Yale became one of the earliest accepted places for Anglican candidates for ministry in America to read theology, graduating such pioneers as Samuel Seabury, the first bishop in The Episcopal Church.

After founding Berkeley, Bishop Williams, who later became Presiding Bishop of the Episcopal Church, served as Dean of the seminary until 1899. As indicated by the School’s motto, in illa quae ultra sunt (“into the regions beyond”), the seminary has for over 150 years prepared clergy, educators and other leaders to serve throughout the church as part of its mission of “restoring all people to unity with God and each other in Christ.”

In 1928, Dean William Palmer Ladd moved Berkeley Divinity School to New Haven, adjacent to the campus of Yale University, both to take advantage of Yale’s resources and to immerse the students in the new social reality of the industrial city. A pioneer of the Liturgical Movement in the Episcopal Church, Dean Ladd envisioned a vibrant sacramental life nourishing an ongoing commitment to social justice that continues to shape Berkeley’s mission to this day.

Berkeley Divinity School at Yale, Berkeley College at Yale, and Berkeley, California all share a namesake: the 18th-century Anglo-Irish philosopher and bishop, George Berkeley. 

In 1729, George Berkeley traveled from Ireland to the Americas. Berkeley purchased and moved into Whitehall farm in Newport, Rhode Island, where he wrote, preached, and founded a philosophical society. There, he dreamed of the Bermuda project: a theological college in Bermuda to train the sons of colonists for ministry. He waited in Newport for funding from King George I that never came. 

While living in Rhode Island, Berkeley developed a friendship with Samuel Johnson, Yale class of 1714, an Anglican priest who is sometimes called “The Father of the Episcopal Church in Connecticut.” Samuel Johnson would go on to found King’s College (now Columbia University). Due to encouragement from Samuel Johnson, when George Berkeley abandoned the Bermuda project, he left his estate in Newport and 900 books to a college in Connecticut that would later be called Yale. Yale’s first endowed scholarships were provided by income from Berkeley’s estate.

Yale and Slavery: A History by Sterling Professor of History David W. Blight reminds us of the difficulties attached to the figure of George Berkeley. Enslaved laborers worked Whitehall farm before and after Berkeley donated it to Yale, and George Berkeley is known to have bought at least three enslaved people himself. Berkeley made his views on slavery publicly known. While he “advocated for the baptism of enslaved people, and he condemned what he called ‘an irrational Contempt for the Blacks, as Creatures of another Species’” (Yale and Slavery: A History, 61), he did not challenge slavery and suggested that the conversion of slaves to Christianity could even benefit slaveholders. 

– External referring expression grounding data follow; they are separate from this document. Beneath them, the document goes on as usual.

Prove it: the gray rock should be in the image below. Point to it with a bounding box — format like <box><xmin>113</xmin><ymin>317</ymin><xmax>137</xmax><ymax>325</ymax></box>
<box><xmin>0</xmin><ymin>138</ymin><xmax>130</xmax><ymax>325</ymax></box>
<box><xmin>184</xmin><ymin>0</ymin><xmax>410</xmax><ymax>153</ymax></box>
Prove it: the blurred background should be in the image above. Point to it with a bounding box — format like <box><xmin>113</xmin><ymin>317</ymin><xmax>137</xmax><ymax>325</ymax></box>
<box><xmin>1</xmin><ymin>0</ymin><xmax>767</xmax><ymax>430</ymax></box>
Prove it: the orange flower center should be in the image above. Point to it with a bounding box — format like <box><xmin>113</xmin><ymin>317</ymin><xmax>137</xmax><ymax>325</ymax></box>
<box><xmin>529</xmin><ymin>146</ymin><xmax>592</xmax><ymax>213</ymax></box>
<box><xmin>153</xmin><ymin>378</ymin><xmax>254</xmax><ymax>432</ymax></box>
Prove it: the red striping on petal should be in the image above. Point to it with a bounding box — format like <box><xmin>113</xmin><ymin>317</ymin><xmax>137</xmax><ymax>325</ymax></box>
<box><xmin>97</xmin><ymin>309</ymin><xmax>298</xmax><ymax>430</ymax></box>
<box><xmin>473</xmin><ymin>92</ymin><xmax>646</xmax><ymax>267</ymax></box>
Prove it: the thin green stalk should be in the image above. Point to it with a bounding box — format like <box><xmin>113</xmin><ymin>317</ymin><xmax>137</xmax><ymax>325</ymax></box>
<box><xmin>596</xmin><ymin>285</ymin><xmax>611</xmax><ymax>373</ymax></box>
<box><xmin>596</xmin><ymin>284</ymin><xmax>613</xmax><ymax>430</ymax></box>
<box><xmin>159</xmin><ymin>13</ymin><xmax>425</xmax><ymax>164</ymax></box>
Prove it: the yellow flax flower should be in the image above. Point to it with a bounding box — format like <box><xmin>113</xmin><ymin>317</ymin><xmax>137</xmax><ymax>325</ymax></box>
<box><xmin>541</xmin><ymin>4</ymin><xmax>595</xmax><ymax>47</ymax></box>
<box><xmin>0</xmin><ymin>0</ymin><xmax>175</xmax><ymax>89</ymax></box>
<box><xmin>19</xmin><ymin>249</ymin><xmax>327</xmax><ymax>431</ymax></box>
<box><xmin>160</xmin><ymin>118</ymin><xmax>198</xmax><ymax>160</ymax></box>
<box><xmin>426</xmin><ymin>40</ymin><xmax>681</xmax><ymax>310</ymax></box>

Berkeley was Yale’s benefactor long before Berkeley Divinity School was founded, but his reputation as scholar, educator, and bishop led the founders of the school to use his name a century after his time in the American colonies.

As a seminary of the Episcopal Church, Berkeley affiliated with Yale Divinity School in 1971, making it the only Episcopal seminary to be fully associated with a major research university. 

While Berkeley retains its distinctive Anglican identity and retains an independent board of trustees and administration, its students are admitted by and fully enrolled as members of Yale Divinity School. 

As Berkeley seminarians, students are formed by the centrality of daily corporate worship, deliberate attention to the spiritual life, and a concentrated course of study in Anglican history and theology. At the same time, as Yale students, they are incorporated into the rigorous academic program of a divinity school with a world-renowned faculty and library. They enjoy the full resources of the various professional schools, departments, and extra-curricular programs of Yale University.